Ara mengangguk, berjalan keluar ruangan, tetapi berhenti ketika mendengar suara jatuh yang sangat keras dari dalam ruangan. Ara menoleh, matanya melebar kaget, hampir berbalik untuk menghampiri Yoongi yang tengah mengerang kesakitan di lantai. Ara bahkan tak berpikir bahwa Yoongi akan melakukan hal senekat itu, rasanya ikut sakit ketika darah mengucur keluar dari jarum infus yang terlepas karena Yoongi membanting dirinya sendiri dari atas ranjang.

"Ahjussi."

Jimin menarik lengan Ara, tak membiarkan Ara menghampiri Yoongi, karena Jimin tahu, adiknya ini hanya akan kembali luluh dan tak jadi pergi melihat berapa menyedihkannya Yoongi yang kini terus memanggil nama Ara sambil menangis itu.

"Oppa, Ahjussi--" Ara berujar terbata, tetapi Jimin tak mau melepaskan tarikannya, terus membawa Ara menjauh dari ruang rawat Yoongi.

"Itu bukan urusanmu. Biarkan dokter yang menanganinya. Kita harus segera pergi, atau kau akan ketinggalan penerbangan."

Ara tak bisa menghentikan Jimin meskipun hatinya begitu mengganjal, ingin kembali pada Yoongi. Ia hanya bisa berdoa, semoga Yoongi dan Bora baik-baik saja.

Sedangkan di dalam kamar, Yoongi menolak bantuan Yuta yang ingin membantunya naik ke atas ranjang. Ia ingin mengejar Ara, tak mau jika Ara kembali pergi dan menghilang. Yoongi sangat membutuhkan Ara, sungguh.

"Lepaskan aku! Biarkan aku mengejar istriku!" teriak Yoongi memberontak, semakin tak senang ketika dokter dan perawat yang dipanggil Yuta melalui tombol darurat datang. "Pergi! Jangan sentuh aku!"

Yuta yang kesulitan menangani Yoongi bersama para perawat akhirnya kehilangan kesabaran, menyalak keras pada Yoongi. "Hyung! Setidaknya kau harus bisa berdiri dengan kakimu sendiri jika ingin mengejar istrimu!"

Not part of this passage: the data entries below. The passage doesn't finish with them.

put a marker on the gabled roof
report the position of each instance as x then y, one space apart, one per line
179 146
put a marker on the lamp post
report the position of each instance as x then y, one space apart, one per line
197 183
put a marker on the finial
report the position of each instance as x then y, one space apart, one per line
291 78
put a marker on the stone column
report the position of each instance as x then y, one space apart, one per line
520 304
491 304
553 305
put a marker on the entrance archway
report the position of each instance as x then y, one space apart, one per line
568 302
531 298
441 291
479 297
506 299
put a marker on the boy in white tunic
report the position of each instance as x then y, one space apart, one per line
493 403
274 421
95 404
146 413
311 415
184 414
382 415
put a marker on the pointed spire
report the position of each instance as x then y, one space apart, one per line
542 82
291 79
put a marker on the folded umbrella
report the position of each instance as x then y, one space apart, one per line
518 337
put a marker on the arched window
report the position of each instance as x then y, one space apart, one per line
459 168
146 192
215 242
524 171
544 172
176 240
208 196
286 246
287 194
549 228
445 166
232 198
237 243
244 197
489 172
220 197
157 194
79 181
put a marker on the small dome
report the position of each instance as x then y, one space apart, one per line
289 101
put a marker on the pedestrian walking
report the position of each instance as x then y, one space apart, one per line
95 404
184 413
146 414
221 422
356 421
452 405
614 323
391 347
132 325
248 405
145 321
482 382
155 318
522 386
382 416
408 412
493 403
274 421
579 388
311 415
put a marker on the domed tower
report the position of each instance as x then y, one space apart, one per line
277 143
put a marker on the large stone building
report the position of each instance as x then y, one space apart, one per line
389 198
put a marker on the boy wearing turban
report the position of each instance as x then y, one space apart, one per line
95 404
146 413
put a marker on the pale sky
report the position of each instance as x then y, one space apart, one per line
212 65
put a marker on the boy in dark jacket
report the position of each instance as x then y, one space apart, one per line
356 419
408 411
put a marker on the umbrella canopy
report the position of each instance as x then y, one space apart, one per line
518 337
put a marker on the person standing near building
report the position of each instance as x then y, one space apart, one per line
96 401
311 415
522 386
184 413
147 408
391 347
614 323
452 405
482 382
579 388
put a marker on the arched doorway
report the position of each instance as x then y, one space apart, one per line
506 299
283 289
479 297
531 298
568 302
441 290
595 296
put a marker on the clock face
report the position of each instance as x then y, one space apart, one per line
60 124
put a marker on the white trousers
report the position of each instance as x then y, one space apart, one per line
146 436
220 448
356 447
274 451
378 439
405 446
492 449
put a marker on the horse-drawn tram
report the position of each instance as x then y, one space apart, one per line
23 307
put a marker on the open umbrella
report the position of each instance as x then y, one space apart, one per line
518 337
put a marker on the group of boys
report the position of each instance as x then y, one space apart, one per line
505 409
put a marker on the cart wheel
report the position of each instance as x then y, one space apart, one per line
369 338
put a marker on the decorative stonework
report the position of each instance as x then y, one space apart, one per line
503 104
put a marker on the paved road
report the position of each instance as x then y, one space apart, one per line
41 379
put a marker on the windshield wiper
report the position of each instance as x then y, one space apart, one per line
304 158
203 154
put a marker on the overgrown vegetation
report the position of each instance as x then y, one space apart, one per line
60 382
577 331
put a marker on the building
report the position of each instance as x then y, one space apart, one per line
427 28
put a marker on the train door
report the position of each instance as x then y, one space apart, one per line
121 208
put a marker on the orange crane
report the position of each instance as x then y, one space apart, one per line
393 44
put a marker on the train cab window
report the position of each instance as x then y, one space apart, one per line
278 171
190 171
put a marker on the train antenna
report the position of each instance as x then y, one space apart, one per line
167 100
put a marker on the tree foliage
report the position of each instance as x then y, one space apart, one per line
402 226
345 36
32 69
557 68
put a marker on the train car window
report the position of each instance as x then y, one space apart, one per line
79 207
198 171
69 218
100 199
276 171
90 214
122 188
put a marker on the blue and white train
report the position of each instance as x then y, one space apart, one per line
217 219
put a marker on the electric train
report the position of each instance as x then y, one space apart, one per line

Yoongi terdiam kaku, menatap kakinya yang terbungkus gips tebal. Otaknya kembali berjalan dengan benar, tak bisa memberontak lagi ketika beberapa perawat pria bersama Yuta membawa dirinya kembali ke atas ranjang. Yoongi bahkan diam saja ketika dokter kini mulai menanganginya, menghentikan pendarahan akibat jarum infusnya tercabut. Yoongi terus diam, mencerna dengan baik apa yang terjadi.

"Yuta-ya, kau benar. Aku harus sembuh jika ingin membawa istriku pulang."